Remember last summer when
Eli Manning said he was in the same class as
Tom Brady?
Oh, the jokes that were told about that line. Turns out, the joke was
on everyone else: Eli used 2011 to vault himself into the "no question
he's elite please stop debating it" category for quarterbacks.
And with
Peyton Manning healthy, people apparently need to ask Eli about someone else. So the people on
SportsCenter
asked him about
LeBron James. (Of course they did. Clearly
Vanilla
Ice's opinion wasn't enough.) As it turns out, Eli is one of the few
sane
NBA fans out there.
"You can see that with LeBron and what's
going on in the NBA Finals, [when] you lose one game they are all over,
they win the second game, everybody loves him," Manning said,
per Doug Farrar at Shutdown Corner. "Each week, depending [on] every game, you are either the best or you are terrible. It is so extreme."
OMG,
ELI AND I SHARE THE SAME BRAIN. Or, alternately, Eli put up with this
exact same garbage for the past five years and understands exactly what
sort of problems come with the micro-analyzation of sporting events.
Remember midway through 2011 when Eli wasn't great and the
Giants wanted to fire
Tom Coughlin? That actually happened, because the G-Men lost a few games in a row. They were the worst.
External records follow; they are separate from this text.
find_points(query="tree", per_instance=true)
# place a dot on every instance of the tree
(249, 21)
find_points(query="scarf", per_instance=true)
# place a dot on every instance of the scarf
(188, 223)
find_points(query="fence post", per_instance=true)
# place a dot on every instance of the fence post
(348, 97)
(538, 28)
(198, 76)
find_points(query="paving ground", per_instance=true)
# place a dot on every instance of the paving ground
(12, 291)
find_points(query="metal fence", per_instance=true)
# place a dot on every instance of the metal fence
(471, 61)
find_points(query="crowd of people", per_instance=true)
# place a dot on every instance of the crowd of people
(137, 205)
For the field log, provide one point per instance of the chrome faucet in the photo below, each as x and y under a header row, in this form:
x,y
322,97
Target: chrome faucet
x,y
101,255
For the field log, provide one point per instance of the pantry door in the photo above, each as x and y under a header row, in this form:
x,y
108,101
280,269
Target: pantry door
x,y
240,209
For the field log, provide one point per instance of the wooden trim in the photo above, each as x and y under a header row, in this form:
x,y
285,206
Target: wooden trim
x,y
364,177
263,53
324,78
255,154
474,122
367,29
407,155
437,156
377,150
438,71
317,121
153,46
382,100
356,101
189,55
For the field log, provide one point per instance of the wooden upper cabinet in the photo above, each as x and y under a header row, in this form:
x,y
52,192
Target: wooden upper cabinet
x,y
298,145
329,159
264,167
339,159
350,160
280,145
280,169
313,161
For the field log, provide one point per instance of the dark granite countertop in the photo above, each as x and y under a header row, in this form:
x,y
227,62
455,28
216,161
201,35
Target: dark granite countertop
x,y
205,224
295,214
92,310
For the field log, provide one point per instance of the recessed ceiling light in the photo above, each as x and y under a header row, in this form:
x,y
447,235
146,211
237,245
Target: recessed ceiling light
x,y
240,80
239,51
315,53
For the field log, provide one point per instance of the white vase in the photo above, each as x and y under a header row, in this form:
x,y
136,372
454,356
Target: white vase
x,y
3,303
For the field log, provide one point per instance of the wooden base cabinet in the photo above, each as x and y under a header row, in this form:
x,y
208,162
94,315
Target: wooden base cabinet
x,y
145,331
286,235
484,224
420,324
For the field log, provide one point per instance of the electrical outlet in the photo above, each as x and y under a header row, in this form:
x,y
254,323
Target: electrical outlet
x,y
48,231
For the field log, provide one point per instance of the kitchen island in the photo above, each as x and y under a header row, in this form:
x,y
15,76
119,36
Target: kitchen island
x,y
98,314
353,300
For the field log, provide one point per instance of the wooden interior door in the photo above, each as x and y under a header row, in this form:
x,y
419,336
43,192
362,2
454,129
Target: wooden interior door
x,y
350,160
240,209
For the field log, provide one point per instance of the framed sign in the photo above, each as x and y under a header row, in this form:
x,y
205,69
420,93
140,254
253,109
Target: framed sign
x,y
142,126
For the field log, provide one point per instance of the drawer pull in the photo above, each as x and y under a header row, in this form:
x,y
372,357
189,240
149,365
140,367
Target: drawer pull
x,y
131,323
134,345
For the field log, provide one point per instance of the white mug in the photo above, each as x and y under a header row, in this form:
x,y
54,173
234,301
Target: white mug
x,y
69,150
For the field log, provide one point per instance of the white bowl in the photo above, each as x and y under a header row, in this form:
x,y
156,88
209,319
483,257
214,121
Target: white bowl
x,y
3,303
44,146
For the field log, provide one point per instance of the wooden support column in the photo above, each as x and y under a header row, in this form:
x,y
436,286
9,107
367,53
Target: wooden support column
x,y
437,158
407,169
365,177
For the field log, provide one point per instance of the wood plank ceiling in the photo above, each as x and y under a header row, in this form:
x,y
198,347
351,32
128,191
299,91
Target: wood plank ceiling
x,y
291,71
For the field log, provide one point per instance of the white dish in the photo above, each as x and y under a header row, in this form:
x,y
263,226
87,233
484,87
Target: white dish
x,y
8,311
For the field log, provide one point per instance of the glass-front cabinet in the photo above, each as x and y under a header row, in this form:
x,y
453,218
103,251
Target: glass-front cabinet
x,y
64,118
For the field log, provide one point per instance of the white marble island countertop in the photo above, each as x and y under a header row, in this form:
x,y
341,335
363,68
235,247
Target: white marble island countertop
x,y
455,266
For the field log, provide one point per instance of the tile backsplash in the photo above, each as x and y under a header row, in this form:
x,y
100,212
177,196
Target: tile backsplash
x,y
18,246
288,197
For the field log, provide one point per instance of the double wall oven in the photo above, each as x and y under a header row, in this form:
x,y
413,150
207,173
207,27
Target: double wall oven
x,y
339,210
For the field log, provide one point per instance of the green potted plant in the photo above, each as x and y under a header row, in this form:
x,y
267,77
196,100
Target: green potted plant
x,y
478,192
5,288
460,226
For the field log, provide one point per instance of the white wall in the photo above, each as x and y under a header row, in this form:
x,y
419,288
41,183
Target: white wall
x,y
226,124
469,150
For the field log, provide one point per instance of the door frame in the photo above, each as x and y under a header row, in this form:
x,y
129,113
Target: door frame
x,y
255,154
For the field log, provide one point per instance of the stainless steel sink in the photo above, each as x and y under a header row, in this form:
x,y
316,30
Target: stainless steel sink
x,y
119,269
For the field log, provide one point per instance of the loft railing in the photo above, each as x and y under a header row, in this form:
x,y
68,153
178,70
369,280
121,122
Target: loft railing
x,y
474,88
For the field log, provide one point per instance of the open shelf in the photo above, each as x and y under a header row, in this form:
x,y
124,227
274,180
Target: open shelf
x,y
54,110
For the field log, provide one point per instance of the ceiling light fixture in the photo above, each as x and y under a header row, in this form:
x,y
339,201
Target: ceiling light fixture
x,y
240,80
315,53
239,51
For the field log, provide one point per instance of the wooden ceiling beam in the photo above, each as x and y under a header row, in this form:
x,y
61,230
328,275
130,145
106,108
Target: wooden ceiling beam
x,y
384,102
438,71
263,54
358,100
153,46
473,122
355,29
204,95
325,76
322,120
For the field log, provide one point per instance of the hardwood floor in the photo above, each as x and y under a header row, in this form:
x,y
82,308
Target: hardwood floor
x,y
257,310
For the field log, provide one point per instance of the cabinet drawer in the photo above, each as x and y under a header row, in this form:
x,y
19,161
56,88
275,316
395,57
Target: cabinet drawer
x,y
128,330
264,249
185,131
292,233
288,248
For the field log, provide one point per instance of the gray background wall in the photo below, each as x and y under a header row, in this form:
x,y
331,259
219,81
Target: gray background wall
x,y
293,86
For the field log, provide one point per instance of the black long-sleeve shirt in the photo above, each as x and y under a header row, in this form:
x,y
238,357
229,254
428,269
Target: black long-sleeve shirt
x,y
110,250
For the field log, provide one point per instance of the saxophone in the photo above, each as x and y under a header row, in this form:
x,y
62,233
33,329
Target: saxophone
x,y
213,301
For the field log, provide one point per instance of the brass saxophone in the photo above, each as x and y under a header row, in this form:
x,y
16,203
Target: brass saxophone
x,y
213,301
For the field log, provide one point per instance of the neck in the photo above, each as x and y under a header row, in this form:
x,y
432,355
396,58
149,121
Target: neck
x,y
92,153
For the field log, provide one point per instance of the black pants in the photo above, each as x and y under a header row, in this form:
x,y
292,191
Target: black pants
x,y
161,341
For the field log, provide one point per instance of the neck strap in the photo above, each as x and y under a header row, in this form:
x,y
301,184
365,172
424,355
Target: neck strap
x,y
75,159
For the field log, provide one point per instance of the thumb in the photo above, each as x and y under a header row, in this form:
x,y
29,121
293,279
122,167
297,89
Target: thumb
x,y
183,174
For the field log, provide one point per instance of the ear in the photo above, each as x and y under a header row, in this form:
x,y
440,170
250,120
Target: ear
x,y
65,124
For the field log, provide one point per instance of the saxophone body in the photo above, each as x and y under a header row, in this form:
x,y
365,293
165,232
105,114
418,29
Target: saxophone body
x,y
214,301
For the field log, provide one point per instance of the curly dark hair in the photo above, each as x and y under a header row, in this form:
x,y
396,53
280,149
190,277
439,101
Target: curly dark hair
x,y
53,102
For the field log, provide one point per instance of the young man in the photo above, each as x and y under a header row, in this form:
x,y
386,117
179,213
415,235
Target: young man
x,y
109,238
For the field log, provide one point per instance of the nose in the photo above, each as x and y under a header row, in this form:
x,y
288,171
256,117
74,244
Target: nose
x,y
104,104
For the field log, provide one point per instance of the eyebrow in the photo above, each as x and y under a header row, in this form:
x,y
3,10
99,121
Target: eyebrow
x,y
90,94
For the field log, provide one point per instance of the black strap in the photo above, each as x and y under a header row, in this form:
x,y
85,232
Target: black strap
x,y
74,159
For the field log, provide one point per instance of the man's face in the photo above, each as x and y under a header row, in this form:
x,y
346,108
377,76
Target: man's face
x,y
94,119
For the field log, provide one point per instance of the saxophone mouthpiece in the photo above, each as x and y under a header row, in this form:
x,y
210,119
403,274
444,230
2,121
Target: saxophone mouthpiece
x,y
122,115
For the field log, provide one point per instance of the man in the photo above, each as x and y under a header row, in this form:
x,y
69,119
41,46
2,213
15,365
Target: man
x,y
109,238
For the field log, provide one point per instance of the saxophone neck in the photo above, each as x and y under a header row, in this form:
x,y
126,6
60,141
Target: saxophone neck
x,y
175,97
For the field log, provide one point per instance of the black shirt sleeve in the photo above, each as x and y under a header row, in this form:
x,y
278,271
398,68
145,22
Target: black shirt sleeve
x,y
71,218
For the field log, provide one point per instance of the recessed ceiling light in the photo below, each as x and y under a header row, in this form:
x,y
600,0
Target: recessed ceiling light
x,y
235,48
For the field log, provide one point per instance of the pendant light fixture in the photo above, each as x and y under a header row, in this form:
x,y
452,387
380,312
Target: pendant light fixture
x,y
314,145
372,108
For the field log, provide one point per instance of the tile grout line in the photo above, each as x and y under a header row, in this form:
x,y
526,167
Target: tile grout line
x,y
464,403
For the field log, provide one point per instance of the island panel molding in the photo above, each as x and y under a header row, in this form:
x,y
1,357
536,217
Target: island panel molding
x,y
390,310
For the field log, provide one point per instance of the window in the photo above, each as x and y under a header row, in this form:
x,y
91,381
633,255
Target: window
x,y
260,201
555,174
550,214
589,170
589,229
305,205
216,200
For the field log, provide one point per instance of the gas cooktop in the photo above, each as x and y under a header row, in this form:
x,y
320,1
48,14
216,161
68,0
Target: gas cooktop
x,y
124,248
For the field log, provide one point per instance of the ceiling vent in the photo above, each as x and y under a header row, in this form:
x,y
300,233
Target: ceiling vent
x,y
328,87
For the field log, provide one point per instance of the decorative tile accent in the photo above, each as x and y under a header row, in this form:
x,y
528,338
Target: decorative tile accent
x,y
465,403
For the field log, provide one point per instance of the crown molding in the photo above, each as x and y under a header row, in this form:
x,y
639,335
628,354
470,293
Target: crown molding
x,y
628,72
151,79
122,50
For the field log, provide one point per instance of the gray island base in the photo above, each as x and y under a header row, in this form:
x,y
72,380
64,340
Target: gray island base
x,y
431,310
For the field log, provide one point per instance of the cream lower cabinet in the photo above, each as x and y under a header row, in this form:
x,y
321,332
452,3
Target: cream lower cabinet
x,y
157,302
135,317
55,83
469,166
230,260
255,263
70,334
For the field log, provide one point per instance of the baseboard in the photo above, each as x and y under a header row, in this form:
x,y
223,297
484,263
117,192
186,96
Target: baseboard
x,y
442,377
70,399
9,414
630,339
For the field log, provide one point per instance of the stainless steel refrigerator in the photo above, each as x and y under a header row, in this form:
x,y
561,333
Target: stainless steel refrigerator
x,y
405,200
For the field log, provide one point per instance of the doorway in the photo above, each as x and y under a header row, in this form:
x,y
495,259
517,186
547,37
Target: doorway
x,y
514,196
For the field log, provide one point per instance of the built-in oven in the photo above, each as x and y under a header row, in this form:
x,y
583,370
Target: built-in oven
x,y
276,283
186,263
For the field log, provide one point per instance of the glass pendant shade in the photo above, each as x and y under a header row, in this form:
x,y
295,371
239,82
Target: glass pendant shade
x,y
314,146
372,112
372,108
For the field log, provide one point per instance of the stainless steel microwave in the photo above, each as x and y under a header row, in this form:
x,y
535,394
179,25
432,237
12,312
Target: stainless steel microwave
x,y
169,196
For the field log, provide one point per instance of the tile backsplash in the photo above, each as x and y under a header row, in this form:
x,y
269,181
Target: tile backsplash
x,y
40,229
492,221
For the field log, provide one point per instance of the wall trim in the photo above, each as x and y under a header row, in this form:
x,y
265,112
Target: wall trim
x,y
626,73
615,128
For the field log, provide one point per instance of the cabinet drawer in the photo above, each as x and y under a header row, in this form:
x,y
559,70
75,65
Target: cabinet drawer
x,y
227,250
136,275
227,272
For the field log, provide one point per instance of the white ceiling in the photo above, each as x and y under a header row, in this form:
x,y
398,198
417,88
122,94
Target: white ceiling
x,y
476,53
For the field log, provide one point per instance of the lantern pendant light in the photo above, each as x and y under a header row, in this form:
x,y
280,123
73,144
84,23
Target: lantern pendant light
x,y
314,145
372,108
At least until they got hot to close out the season and won a Super Bowl. Funny how that works, right?
"Usually
the talk on TV and in the papers is what you are doing wrong," Manning
said. "If you are not making the headlines, I take that as a positive
thing. So it has been the way I like it and the way I want it. Just
going about my business working hard getting ready for the season."
Here's
the deal: if you're a superstar athlete like an Eli or a LeBron, you
get zero leeway on the matters of cementing your legacy in today's
world. You better win that title, and even if you do win that title, if you don't win it (i.e. put the team on your back), you'll still be questioned.
If
Dwyane Wade averaged 50 a game in an obviously hypothetical Heat sweep
of the Thunder, LeBron would get diddly for credit. He would have a
ring, but people discuss him the same way people discussed Eli after his
first ring (and I'm guilty here).
The pressure would obviously be
alleviated, but the obsession with ringless athletes is something that
will never stop, especially if they play for high-profile teams.
And
if you're Eli, at this point you just assume that you've done enough to
silence your critics and that every single question you'll be asked is
about LeBron or
Tim Tebow. On the other hand, maybe he should just stop appearing on ESPN so often.